How long can muscle tissue survive during CS?

3-4 hrs - reversible changes
6 hrs - variable damage
8 hrs - irreversible changes

17

How long can nerve survive during CS?

2 hours - loose nerve conduction
4 hours - neuropraxia
8 hours - irreversible changes

18

How to diagnose CS?

-Pain out of proportion
-Palpably tense compartment
-Pain with passive stretch (plantarflexion)
Also - later on/more severe:
-Parethesia/hypoesthesia
-Paralysis
-Pulselessness/pallor

19

What is most important when evaluating a patient with possible CS?

-PAIN - most imp. Especially pain out of proportion to the injury (child becoming more and more restless/needing more analgesia)
-Most reliable signs are pain on passive stretching and pain on palpation of the involved compartment
-Other features like pallor, pulselessness, paralysis, paraesthesia (tingling, tickling) etc. appear very late and we should not wait for these things

20

Is it important to get a compression pressure measurement if your patient shows all physical exam signs?
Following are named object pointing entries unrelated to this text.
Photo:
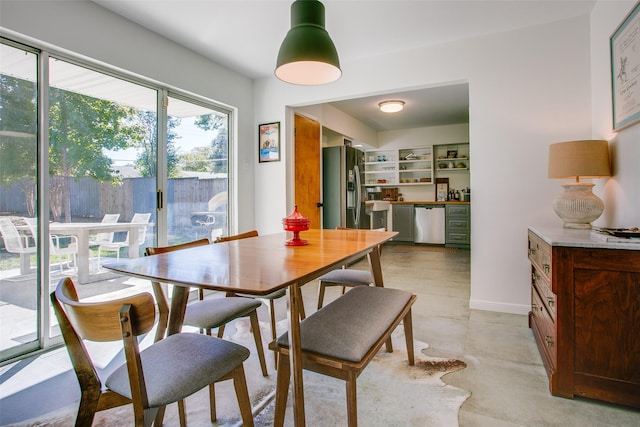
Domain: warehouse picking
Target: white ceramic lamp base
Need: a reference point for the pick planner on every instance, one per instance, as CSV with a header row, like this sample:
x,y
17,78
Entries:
x,y
578,207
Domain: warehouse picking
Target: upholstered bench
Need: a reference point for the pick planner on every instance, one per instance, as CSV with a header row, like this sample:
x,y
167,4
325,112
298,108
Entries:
x,y
340,339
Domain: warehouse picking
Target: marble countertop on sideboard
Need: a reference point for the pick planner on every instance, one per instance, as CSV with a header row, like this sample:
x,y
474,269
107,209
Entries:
x,y
558,236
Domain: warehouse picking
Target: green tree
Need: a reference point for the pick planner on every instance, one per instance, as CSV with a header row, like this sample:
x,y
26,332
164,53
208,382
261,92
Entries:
x,y
80,128
220,144
18,142
146,162
197,159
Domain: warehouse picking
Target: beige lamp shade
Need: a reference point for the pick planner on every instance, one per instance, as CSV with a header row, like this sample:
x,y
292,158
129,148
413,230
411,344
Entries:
x,y
577,206
579,159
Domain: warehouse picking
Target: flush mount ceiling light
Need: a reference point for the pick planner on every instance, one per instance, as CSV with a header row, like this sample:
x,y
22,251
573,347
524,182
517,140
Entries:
x,y
307,55
391,106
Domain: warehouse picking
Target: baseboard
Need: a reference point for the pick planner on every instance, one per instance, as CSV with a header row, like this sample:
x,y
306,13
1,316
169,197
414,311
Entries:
x,y
499,307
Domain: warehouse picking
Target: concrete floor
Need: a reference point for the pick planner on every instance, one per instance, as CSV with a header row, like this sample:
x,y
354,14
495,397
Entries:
x,y
504,371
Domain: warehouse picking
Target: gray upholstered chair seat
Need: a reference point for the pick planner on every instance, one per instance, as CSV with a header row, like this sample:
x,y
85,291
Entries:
x,y
335,331
348,276
182,364
214,312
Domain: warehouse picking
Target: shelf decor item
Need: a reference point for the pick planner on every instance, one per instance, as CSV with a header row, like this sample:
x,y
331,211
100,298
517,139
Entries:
x,y
578,206
269,142
625,62
296,223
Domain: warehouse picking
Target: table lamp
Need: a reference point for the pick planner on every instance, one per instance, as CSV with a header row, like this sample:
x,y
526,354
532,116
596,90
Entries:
x,y
577,206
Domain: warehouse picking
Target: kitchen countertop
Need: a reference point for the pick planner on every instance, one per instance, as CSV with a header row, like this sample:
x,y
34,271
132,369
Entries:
x,y
409,202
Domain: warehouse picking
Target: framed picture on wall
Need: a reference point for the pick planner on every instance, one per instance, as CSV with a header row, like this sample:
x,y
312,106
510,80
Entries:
x,y
625,70
269,142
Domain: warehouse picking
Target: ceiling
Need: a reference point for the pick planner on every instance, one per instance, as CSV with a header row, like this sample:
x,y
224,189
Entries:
x,y
245,36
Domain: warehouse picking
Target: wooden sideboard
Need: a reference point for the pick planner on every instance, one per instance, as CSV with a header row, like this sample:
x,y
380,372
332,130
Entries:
x,y
585,314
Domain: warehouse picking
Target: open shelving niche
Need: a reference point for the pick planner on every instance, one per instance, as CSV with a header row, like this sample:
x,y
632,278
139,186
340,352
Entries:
x,y
404,166
445,164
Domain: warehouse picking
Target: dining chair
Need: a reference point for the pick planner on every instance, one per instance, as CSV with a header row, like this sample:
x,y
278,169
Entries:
x,y
68,250
345,277
209,313
269,299
138,218
166,371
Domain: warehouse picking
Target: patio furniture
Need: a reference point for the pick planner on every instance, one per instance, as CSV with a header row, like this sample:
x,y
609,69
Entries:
x,y
208,219
16,243
138,218
103,238
56,245
167,371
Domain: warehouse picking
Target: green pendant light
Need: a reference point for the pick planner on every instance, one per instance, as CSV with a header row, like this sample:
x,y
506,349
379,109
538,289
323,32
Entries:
x,y
307,55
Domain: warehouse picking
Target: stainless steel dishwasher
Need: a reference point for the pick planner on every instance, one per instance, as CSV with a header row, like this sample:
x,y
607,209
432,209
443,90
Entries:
x,y
429,226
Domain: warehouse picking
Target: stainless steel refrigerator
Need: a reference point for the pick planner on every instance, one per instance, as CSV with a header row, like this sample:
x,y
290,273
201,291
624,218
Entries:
x,y
343,192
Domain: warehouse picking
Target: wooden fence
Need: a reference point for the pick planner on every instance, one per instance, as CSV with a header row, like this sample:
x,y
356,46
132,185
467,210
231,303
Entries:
x,y
91,199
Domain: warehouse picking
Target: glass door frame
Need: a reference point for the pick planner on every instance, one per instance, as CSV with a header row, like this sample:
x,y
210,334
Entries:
x,y
44,341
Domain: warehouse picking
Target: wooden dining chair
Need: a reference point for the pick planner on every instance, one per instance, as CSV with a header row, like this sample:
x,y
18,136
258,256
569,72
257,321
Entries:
x,y
207,314
269,298
345,277
167,371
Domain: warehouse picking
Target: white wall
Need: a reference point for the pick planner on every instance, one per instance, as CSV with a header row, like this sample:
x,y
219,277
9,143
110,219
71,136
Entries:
x,y
89,30
622,191
528,88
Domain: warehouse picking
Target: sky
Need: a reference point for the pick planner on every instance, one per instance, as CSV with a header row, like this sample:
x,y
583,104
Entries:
x,y
190,136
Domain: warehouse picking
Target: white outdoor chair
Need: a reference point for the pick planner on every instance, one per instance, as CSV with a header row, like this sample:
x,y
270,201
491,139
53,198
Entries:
x,y
56,245
116,246
16,243
102,238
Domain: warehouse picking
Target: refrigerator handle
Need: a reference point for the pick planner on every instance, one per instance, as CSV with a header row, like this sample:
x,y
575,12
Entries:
x,y
358,202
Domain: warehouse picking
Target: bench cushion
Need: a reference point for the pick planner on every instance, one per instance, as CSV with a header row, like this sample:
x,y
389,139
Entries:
x,y
350,325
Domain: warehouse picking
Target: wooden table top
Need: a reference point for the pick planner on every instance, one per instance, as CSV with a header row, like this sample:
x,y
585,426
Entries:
x,y
258,265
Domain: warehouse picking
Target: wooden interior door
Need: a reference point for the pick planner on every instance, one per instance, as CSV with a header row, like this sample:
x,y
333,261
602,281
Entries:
x,y
307,169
NO - if a pressure measurer is not easily accessible, just go ahead and do surgical decompression ASAP!

21

What compartment is most common for CS?

ANTERIOR!

22

If patient has symptoms and PE findings of CS OR compartment is above 30 mmHg. . .

. . .you MUST do a fasciotomy - need to decompress all FOUR compartments using TWO incisions - one on each side
-One into lateral compartment
-One into Deep posterior compartment

23

How do you manage the wound after a fasciotomy?

-A bulky compression dressing and splint are applied
-Incision for the fasciotomy usually can be closed after three to five days

24

What is "Shin splits" a generic term for?

Lower leg pain with exertion

25

What is the differential for lower leg pain?

Stress fracture, medial tibial stress syndrome, compartment syndromes

26

What is an example of a surgical emergency?

Acute anterior compartment syndrome

27

-19 yr old male
-4 day history of left leg pain
-can't sleep due to pain
-can dorsiflex or evert the foot
-Swelling over anterior and lateral area, very tender to palpation
What is the likely diagnosis?

Compartment Syndrome!

28

What is diff. diagnosis for CS?

-Torn muscle
-Fracture
-Myositis
-Sickle Cell Anemia
-DVT (deep vein thrombosis)

29

What does increased Creatine Kinase indicate?